4. Il résulte de tout ce qui précède que les conclusions à fin d'annulation de la décision attaquée du 28 juillet 2020 doivent être rejetées, y compris, en tout état de cause et par voie de conséquence, ses conclusions à fin de se voir délivré le statut d'apatride ainsi que ses conclusions présentées sur le fondement de l'article L. 761-1 du code de justice administrative et de l'article 37 de la loi du 10 juillet 1991.

D E C I D E :

Article 1 : La requête de M. D est rejetée.

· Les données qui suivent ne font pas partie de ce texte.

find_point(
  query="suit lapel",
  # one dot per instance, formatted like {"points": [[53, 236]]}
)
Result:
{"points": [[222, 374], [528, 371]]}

Article 2 : Le présent jugement sera notifié à M. Prince B D et à l'Office français de protection des refugiés et apatrides. Copie en sera adressée au ministre de l'intérieur et des outre-mer.

Délibéré après l'audience du 22 septembre 2022, à laquelle siégeaient :

Mme Bonifacj, présidente,

M. Therre, premier conseiller,

Mme Bonnet, première conseillère.

Rendu public par mise à disposition au greffe le 13 octobre 2022.

La rapporteure,

L. C

La présidente,

J. Bonifacj

La greffière,

N. Adjacent

La République mande et ordonne au ministre de l'intérieur et des outre-mer en ce qui le concerne ou à tous commissaires de justice à ce requis en ce qui concerne les voies de droit commun contre les parties privées, de pourvoir à l'exécution de la présente décision.